# LG announces prices and launch dates for 2017 OLED TVs



## Robert Zohn (Aug 13, 2011)

Here's the break-down of LG's 2017 OLED TV line-up:

OLED55C7P	55-inch	$3,499	March
OLED65C7P	65-inch	$4,499	February
OLED55E7P	55-inch	$4,499	May
OLED65E7P	65-inch	$5,999	March
OLED65G7P	65-inch	$6,999	March
OLED65W7P	65-inch	$7,999	February
OLED77G7P 77-inch $16,999 April
OLED77W7P 77-inch $19,999 July

Here's the link to all of LG's 2017 OLED TVs prices and .pdf spec sheets.

As we all know prices are the highest at launch so we include a 10% Rewards Credit and a 30 day price protection guarantee so early adopters can buy early in the model year with confidence.


----------



## Robert Zohn (Aug 13, 2011)

Great C7 review by Chris Heinonen of Reference Home Theater.


----------



## Robert Zohn (Aug 13, 2011)

Another well informed article on LG's 2017 OLED TVs at HDGuru.


----------



## theJman (Mar 3, 2012)

OLED is the only thing that would make me retire my plasma, so I've been watching this technology closely.


----------



## opell (Feb 18, 2017)

Oh, very expensive but I wish to get the OLED55C7P	55-inch! Interesting products for entertainment lovers like me.


----------



## Robert Zohn (Aug 13, 2011)

Our second allocation of W7s are in the house!
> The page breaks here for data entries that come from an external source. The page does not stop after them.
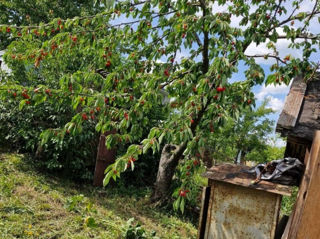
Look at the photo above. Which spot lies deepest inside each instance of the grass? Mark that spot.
(36, 205)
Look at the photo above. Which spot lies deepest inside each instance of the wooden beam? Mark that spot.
(289, 115)
(306, 221)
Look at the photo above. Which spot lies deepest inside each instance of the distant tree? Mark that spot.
(240, 136)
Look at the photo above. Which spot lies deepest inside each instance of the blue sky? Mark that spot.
(275, 94)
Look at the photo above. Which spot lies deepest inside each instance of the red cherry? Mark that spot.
(221, 89)
(185, 26)
(183, 193)
(84, 116)
(126, 116)
(25, 95)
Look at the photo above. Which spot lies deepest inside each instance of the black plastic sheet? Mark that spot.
(287, 171)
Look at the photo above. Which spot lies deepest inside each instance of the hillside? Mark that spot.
(36, 205)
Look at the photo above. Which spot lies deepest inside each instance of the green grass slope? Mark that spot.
(36, 205)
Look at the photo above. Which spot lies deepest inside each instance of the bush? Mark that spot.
(20, 130)
(136, 231)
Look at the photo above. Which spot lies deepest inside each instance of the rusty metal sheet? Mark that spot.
(241, 213)
(236, 174)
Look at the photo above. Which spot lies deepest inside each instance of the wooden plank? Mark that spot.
(305, 221)
(204, 211)
(238, 175)
(292, 106)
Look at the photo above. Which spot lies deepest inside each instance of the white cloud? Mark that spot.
(274, 103)
(282, 46)
(270, 90)
(277, 142)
We were able to get enough W7s in this larger allotment so our store demo will be wall mounted today.


















More pic to come as we unpack and wall mount our showroom demo unit.


----------



## Robert Zohn (Aug 13, 2011)

*Here's a link to an Instagram short video of the W7 Gallery Art.*

And here's a few photos of the Gallery Art. This panel is truly stunning in person. 














































Here's just one pic of our tech finishing the wall mounting in our showroom.


----------



## theJman (Mar 3, 2012)

That's just nuts! It's so thin it looks like he's putting a large black placemat on the wall.


----------



## Robert Zohn (Aug 13, 2011)

Jim, since you are in NJ I hope you can stop by to see this beauty in person and also join us at our 2017 TV Shootout evaluation event. 

Here's a few more pics from our W7 showroom install.


----------



## Robert Zohn (Aug 13, 2011)

Sorry to break a reliable rumor here, but a few moments ago I was informed that LG is most likely to raise the 55" and 65" C7 and E7 prices by $500 each at retail and the dealer costs is also proportionally going up. 

The reasons are constrained supply and higher than expected demand. 

Not an issue for those who have open orders with me or if we are q/c'ing and calibrating your C7, but after 6pm EST today, 3/16/17 the prices will go up.


----------